Auch die Beiträge zur Krankenkasse, die angesichts der drohenden Defizite wieder steigen könnten, reihen sich in den Katalog der Kriterien ein, die Investoren gerne kritisch begutachten: daher ist der Entschluss, das Gesundheits- und das Sozialministerium demselben Minister anzuvertrauen, auch aus dieser Sicht zu deuten. Und selbst die Zusammenführung des Hochschul- und des Forschungsressorts in einem Rumpf-
bildungsministerium entspricht dieser Logik des Länder-Benchmarking: Die Fedil hatte zwar in ihrem Forderungskatalog eine direkte Angliederung der Forschungskompetenz an das Wirtschaftsministerium gefordert, wird sich aber auch mit dem nun vollzogenen Wandel zufrieden geben. Hochschulpolitik erscheint nur mehr als Anhängsel einer auf rein nationale (wirtschaftliche) Interessen getrimmten Forschungspolitik.

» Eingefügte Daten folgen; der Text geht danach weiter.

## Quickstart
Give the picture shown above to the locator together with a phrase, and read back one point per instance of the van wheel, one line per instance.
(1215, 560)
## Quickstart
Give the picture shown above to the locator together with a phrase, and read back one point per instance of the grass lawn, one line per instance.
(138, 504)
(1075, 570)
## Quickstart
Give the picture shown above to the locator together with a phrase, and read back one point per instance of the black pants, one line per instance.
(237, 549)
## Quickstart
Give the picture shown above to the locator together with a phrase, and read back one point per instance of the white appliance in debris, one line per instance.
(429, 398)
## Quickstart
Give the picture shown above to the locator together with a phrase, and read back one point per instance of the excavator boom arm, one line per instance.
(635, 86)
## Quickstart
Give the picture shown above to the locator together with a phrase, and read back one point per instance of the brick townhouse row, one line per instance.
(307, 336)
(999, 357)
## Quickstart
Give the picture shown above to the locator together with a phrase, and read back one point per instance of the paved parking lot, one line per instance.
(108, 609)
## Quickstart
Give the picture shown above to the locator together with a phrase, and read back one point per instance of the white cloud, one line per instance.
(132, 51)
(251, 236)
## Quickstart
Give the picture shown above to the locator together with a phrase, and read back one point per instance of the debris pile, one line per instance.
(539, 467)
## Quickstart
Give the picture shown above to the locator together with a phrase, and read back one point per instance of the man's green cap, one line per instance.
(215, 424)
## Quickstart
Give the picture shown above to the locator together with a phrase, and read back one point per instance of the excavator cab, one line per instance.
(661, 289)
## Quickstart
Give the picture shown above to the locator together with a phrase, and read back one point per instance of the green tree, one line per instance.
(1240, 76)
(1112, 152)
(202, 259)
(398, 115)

Die neue Regierung macht durch ihre Organisation und den Inhalt ihrer Politik unmißverständlich Zugeständnisse an den zunehmenden Standortwettbewerb, der nicht nur zwischen Unternehmen, sondern immer mehr auch zwischen Ländern ausgetragen wird. Und wer in den Chefetagen der Unternehmen fit für die Globalisierung erscheinen will, muss eben auch strukturell niedrige Lohnnebenkosten und ein möglichst anschmiegsames Umweltressort garantieren und sich auch nicht scheuen, behäbigen Verwaltungen durch Studien und Audits (zwölf sind geplant) auf die Beine zu helfen. Im internationalen Vergleich, der auch durch verläßliche Statistiken im Erziehungswesen endlich möglich sein soll, schneidet immer noch das Mittelstandsministerium am besten ab, das nach außen mit dem Gütesiegel ISO 9 000 für seine Leistungen werben kann.